The Urban Land Institute had its annual Phoenix real estate conference on Thursday. The conference is well regarded as it tends to bring in outsiders without any axe to grind to offer their assessment of the Phoenix real estate market and its prospects. The analysis presented by the participants wasn’t too attractive.

“Growth locally (in Phoenix) really was related to the housing boom. When the rug was pulled out from under housing, the rug was pulled out from under Phoenix’s economy,” said economist Arthur Margon of New York-based Rosen Consulting.

He predicts Valley home prices will climb 1 percent in 2011 and perhaps 2 percent in 2012.

“If you can slug it out for a few years, all those frowns out there will go away,” Margon told the crowd.

Now forecasts are a dime a dozen and Margon may be right or way off, but his is just about as bearish a forecast as I have heard. The logic underpinning the forecast seems to be that the foreclosure problem isn’t going away anytime soon and that the Phoenix metropolitan area has been economically devastated by the downturn in construction and financial services.

Here are the views of Margon on the general economy.

One of the more startling statistics was how much Phoenix’s job growth had slowed.

Phoenix ranked above only Detroit for job creation on a list of the nation’s top 25 metro areas, Rosen Consulting said.

“Phoenix has been in the top five for job growth from before there was even a list,” Margon said. “This is strange.”

He said the low ranking is due to Phoenix’s dependence on industries that are “ground zero” for the recession.

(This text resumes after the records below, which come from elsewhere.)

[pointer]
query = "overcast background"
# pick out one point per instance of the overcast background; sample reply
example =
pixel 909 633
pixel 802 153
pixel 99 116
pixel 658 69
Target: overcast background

“But the outlook for Phoenix job growth is phenomenal,” Margon said. “We don’t think Phoenix will crawl back up the list. It will leap back up.”

Phoenix’s key industries will get help from anticipated federal spending on infrastructure projects and the housing bailout.

That’s sobering. I wasn’t aware that the Phoenix job market was in that poor shape, bad yes, but only beating out Detroit. If you throw that into the mix, then his forecast for the real estate market starts to look a bit more plausible. In an economy that relies on migration and growth to spur home construction which in turns creates more jobs and well you see the cycle. It has elements of Ponzi in it and certainly begs the question as to how you start the whole wheel turning again.

I wouldn’t tend to write off Phoenix yet. More than one analyst has been proved wrong on that score. At the same time, I wouldn’t dismiss the forecasts that came out of this conference to readily either. Phoenix has a headwind to fight for some time.